Valley Wells is a census-designated place in Inyo County, California. Prior to 2010, for census purposes it was part of Homewood Canyon-Valley Wells CDP. As of the 2020 census, Valley Wells had a population of 0. The town is now registered as California Historical Landmark #443; in 1849, several groups of midwestern emigrants settled here to secure water from nearby Searles Lake.

The California Historical Landmark reads:
NO. 443 VALLEY WELLS - In this area, several groups of midwestern emigrants who had escaped from hazards and privations in Death Valley in 1849 sought to secure water from Searles Lake.
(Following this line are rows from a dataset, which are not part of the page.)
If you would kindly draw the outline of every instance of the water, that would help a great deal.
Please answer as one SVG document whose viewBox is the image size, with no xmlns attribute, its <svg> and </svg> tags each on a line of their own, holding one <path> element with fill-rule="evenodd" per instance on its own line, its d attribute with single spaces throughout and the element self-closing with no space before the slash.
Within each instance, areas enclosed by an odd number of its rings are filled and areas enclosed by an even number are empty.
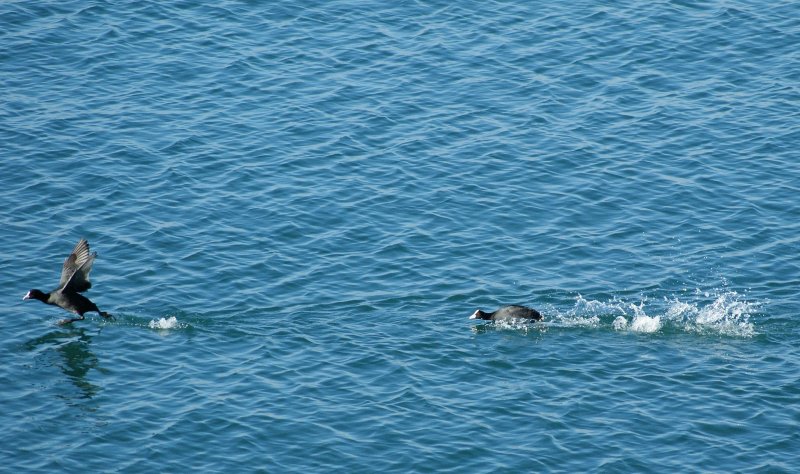
<svg viewBox="0 0 800 474">
<path fill-rule="evenodd" d="M 799 19 L 3 3 L 0 465 L 796 472 Z"/>
</svg>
They turned northward and westward in despair when they discovered its salty nature, and with great difficulty crossed the Argus and other mountains to reach settlements of Central and Southern California.
==Recreation==
Historically, the Valley Wells area was used as for aquatic recreation for the residents of Trona, California.
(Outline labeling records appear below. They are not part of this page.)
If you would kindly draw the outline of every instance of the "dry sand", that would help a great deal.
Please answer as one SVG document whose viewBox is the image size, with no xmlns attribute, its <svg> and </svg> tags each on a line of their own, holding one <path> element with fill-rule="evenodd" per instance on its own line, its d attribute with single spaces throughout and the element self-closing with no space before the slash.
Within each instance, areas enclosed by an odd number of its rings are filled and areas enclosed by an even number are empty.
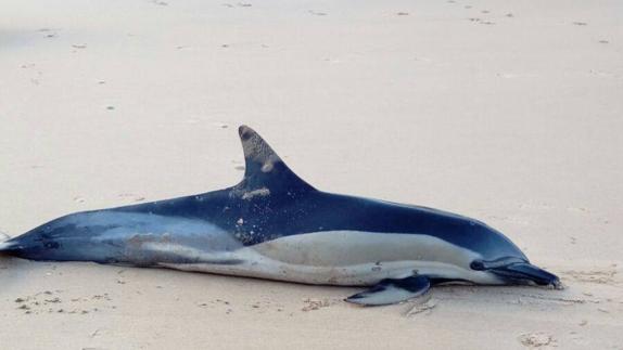
<svg viewBox="0 0 623 350">
<path fill-rule="evenodd" d="M 623 349 L 623 2 L 3 0 L 0 230 L 236 183 L 507 233 L 565 290 L 356 288 L 0 260 L 1 349 Z M 412 309 L 412 310 L 411 310 Z"/>
</svg>

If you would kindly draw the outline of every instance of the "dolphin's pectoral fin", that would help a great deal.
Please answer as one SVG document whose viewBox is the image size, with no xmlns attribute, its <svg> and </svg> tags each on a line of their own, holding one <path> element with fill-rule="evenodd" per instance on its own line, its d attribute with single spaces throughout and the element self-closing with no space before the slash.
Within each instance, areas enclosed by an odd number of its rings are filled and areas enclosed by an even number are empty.
<svg viewBox="0 0 623 350">
<path fill-rule="evenodd" d="M 386 278 L 368 290 L 346 298 L 345 301 L 364 306 L 384 306 L 419 297 L 430 287 L 431 281 L 422 275 L 400 280 Z"/>
<path fill-rule="evenodd" d="M 256 199 L 272 195 L 294 198 L 315 189 L 298 178 L 262 137 L 247 126 L 238 129 L 244 151 L 244 178 L 232 195 Z"/>
</svg>

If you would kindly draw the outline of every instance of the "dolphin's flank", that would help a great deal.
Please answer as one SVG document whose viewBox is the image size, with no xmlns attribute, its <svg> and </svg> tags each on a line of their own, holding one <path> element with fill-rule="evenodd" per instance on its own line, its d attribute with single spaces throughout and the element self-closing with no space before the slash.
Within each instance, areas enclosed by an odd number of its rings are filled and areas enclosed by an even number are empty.
<svg viewBox="0 0 623 350">
<path fill-rule="evenodd" d="M 239 133 L 245 159 L 239 184 L 72 213 L 0 243 L 0 252 L 370 286 L 346 299 L 367 306 L 404 301 L 442 283 L 559 286 L 557 276 L 480 221 L 318 191 L 253 129 L 242 126 Z"/>
</svg>

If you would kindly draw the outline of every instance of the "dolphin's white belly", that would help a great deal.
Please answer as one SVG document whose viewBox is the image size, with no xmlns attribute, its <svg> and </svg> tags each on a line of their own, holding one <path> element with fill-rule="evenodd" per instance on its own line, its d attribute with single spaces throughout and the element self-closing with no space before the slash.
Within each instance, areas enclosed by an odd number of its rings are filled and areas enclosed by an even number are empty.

Valley Wells is the home of the Trona Golf course on Valley Wells Road.

Valley Wells is also the home of the Valley Wells Recreation Area, which is maintained by Searles Lake Gem and Mineral Society, but owned by Searles Valley Minerals, Inc.

==Demographics==

Valley Wells first appeared as a census designated place in the 2010 U.S. census formed along with the Homewood Canyon CDP and the Trona CDP out of the dissolved Homewood Canyon-Valley Wells CDP. It belongs to the Lone Pine census county division (CCD).

Historical population
| Census | Pop. | Note | %± |
| 2010 | 0 |  | — |
| 2020 | 0 |  | — |
U.S. Decennial Census 1860–1870 1880-1890 1900 1910 1920 1930 1940 1950 1960 1970 1980 1990 2000 2010

==Education==
It is in the Trona Joint Unified School District.